I am facing some weird rebalancing issue on my Kafka consumer. I have implemented an infinite retry policy for errors using SeekToCurrentErrorHandler set the max.poll.interval.ms=1,200,000 ie 20 minutes and set retry delay as 900,000 15 minutes delay.
As you can see the poll.interval > delay. The problem I am facing is when a new consumer gets added, it rebalances and the old consumer leaves group, only new consumer receives and process the message. In the new consumer I see logs Attempt to heartbeat failed since group is rebalancing but still it processes messages. The old consumer receives 0 data.

my consumer config below:

spring:
    kafka:
       ......
       ......
        consumer:
             max.poll.records: 150
             group.id: xxxxx
             properties:
                   enable.auto.commit: false
                   max.poll.interval.ms: 1200000 #20 minutes greater than retry interval

Kafka java config:

public ConcurrentkafkaListenerContainerFactory<String, byte[]> kafkaFactory() {
    
       ConcurrentkafkaListenerContainerFactory<String, byte[]> = new 
                                ConcurrentkafkaListenerContainerFactory();
        ......
        ......
   factory.setErrorHandler(kafkaErrorHandler);
   facory.setRetryTemplate(retrtTemplate());
   factory.setStatefulRetry(true)
   factory.getContainerProperties().setAckOnError(false);
   factory.getContainerProperties().setAckMode(ContainerProperties.AckMode.MANIAL_IMMEDIATE);
   return factory;
  }

Error Handler:

@Component
public class KafkaErrorHandler extends SeekToCurrentErrorHandler {
   KafkaErrorHanbdler(){super(-1)}
    @Override
        public void handle(Exception thrownException, List<ConsumerRecord<?, ?>> records, Consumer<?, 
          ?> consumer, MessageListenerContainer container) {

            LOG.info("handle");
            super.handle(thrownException, records, consumer, container);
        }
    
}

My app takes around 10s to process each event and send acknowledgement for each only after successful processing. It takes 150 messages as configured. The max poll interval is set to 20 minutes. Does the kafka do poll only after 150 messages are processed?

1

1 Answers

0
votes

With stateful retry, the exception is thrown to the container and we will re-seek the unprocessed records and polled again.

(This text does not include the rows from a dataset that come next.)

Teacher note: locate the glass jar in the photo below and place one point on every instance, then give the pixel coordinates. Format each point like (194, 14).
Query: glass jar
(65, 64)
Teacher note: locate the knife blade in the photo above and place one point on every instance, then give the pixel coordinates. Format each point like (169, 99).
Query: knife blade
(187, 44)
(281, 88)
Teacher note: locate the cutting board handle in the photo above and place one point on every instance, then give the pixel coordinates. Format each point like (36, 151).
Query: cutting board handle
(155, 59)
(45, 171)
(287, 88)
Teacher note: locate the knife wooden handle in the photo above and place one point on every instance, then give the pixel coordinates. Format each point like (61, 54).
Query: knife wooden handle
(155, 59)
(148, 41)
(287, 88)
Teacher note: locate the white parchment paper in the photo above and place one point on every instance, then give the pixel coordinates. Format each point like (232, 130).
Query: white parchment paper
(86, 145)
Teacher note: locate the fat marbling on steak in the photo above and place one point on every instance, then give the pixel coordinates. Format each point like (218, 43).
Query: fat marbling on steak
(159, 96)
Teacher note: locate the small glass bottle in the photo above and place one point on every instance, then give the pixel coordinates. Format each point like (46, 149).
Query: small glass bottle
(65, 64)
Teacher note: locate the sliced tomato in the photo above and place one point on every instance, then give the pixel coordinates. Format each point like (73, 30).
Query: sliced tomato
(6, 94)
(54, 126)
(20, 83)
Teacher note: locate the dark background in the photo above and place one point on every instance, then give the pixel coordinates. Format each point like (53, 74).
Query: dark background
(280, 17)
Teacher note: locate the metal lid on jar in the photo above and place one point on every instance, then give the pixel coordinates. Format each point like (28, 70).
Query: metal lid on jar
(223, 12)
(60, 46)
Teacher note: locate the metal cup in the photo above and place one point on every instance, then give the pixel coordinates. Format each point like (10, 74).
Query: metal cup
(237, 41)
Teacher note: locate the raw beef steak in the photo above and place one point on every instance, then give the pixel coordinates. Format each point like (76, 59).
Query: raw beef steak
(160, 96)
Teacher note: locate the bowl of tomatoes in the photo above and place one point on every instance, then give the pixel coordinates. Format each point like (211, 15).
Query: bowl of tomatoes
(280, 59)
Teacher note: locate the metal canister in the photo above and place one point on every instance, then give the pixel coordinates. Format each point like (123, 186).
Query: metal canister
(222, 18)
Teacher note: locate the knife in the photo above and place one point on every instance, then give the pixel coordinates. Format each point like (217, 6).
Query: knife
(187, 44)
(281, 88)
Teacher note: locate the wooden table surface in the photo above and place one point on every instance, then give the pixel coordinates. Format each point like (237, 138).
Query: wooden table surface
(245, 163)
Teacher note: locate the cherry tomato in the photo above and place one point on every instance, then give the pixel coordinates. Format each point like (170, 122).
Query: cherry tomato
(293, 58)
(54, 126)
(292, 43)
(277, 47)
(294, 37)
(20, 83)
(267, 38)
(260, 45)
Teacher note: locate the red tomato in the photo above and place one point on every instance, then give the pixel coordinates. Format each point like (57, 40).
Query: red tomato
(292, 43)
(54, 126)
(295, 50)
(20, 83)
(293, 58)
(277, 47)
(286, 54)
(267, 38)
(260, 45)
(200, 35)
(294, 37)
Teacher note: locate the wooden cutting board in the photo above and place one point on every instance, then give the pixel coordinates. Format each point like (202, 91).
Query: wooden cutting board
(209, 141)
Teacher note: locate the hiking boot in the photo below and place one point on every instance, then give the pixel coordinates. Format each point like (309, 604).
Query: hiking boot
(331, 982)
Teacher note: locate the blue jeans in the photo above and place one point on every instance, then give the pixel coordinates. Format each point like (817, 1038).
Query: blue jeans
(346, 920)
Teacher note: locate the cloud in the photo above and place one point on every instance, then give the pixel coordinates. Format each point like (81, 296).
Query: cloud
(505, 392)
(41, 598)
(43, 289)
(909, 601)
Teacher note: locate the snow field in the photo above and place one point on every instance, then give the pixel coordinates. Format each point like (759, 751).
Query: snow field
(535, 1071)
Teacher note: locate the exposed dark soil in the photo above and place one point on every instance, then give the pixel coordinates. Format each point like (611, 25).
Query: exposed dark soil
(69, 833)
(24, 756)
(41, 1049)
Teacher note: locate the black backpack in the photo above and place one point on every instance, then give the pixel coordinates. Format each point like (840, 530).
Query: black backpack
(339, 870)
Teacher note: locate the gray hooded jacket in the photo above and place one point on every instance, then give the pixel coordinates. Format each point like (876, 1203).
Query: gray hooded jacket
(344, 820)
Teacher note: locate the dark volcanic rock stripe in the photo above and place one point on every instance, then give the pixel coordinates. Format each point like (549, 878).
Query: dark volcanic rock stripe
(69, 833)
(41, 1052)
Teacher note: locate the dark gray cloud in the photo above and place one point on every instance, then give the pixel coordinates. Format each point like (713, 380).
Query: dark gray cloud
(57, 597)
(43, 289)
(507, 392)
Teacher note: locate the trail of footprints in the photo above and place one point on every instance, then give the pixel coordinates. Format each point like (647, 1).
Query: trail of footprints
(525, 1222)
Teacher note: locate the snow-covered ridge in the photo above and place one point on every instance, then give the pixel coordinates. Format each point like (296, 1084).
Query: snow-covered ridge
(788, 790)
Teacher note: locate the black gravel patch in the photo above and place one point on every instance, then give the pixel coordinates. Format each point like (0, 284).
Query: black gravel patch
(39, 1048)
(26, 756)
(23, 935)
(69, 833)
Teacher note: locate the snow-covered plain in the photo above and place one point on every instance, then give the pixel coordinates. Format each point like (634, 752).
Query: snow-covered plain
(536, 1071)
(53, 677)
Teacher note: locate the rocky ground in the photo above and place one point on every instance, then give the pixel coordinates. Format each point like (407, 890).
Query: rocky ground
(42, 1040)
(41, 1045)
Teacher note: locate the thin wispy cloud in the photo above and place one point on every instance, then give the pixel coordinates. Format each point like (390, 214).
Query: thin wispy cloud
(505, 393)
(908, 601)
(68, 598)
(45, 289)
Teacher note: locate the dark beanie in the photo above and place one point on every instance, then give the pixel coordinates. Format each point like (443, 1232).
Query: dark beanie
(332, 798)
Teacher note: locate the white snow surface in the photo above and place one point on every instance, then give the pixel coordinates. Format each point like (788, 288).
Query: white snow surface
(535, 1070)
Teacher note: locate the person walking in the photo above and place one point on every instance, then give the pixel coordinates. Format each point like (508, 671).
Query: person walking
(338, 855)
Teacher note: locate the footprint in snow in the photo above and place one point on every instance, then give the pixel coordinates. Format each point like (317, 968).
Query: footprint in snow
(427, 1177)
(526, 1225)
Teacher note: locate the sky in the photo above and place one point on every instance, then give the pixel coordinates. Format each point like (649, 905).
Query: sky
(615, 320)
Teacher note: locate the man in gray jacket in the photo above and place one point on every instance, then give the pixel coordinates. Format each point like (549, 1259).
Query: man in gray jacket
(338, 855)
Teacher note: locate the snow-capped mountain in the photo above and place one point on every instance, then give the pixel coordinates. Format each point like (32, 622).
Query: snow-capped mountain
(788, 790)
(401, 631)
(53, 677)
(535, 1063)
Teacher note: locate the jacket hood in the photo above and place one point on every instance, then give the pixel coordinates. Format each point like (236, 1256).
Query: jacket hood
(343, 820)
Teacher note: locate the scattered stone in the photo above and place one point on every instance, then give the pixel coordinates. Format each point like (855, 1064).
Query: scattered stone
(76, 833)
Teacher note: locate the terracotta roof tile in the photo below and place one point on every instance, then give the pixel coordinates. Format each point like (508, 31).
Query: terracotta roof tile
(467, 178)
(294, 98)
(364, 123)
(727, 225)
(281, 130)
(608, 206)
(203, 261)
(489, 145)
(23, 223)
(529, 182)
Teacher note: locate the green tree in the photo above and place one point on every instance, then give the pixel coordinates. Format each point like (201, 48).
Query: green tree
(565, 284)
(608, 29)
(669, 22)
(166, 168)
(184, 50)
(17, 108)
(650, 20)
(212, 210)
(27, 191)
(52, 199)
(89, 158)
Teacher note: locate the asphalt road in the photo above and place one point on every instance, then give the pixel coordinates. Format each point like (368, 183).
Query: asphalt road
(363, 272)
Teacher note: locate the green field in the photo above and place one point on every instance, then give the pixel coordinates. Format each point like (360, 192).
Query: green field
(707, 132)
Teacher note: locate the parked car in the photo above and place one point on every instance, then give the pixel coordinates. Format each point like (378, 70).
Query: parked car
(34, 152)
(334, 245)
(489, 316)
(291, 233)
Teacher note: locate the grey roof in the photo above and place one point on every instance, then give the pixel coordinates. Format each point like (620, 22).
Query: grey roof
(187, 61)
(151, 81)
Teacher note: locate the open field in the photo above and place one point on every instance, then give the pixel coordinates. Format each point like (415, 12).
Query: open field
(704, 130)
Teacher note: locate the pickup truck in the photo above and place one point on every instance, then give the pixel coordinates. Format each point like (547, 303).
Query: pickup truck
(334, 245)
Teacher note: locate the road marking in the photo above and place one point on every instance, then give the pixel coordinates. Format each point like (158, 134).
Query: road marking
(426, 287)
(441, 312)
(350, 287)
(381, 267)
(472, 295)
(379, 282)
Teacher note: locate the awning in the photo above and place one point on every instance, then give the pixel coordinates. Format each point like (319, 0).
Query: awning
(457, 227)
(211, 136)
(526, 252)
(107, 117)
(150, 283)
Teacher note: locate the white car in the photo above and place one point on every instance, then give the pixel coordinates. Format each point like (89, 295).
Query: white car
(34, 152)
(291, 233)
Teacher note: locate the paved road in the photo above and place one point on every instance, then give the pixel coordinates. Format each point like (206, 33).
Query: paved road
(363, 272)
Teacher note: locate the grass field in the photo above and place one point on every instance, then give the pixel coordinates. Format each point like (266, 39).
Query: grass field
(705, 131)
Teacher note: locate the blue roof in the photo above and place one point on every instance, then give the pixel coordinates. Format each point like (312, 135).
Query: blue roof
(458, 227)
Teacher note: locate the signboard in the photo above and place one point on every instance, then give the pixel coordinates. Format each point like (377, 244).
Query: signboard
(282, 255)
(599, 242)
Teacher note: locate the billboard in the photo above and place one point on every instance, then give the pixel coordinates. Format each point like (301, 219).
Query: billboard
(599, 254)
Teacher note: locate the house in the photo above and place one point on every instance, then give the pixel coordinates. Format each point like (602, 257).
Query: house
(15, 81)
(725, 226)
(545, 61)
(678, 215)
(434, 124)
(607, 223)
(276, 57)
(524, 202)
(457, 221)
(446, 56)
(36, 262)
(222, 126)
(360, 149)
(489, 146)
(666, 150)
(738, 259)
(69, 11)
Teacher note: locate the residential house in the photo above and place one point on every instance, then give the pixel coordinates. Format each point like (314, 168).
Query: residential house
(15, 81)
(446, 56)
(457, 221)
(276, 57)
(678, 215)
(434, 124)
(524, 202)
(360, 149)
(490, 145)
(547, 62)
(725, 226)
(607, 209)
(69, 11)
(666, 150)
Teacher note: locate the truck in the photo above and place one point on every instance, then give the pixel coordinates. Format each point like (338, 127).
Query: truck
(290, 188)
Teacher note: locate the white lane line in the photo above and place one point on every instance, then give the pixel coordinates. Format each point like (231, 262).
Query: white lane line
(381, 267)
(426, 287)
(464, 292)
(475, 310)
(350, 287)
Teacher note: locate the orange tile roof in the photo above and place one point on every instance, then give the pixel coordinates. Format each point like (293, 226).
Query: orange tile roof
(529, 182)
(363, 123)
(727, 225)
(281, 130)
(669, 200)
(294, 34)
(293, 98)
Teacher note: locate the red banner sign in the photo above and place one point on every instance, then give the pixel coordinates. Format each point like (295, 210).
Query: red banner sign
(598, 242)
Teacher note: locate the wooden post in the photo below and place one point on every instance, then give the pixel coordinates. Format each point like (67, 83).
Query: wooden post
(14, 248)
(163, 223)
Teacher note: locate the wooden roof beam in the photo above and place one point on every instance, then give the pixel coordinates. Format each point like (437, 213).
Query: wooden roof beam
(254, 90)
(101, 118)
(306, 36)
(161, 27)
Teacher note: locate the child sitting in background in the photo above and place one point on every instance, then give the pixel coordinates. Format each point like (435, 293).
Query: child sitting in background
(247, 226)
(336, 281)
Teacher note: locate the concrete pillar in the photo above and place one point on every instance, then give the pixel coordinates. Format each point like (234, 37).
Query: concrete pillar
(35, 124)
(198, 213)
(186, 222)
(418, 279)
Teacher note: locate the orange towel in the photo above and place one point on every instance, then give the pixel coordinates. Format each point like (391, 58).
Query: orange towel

DEBUG logging should help you figure out what's wrong.

With newer versions (since 2.3) you can configure the SeekToCurrentErrorHandler with a BackOff instead of a retry template.

Adding a new consumer while the current one is busy will mean the rebalance will be delayed until the first one polls again. The existing consumer won't "leave the group" until it times out.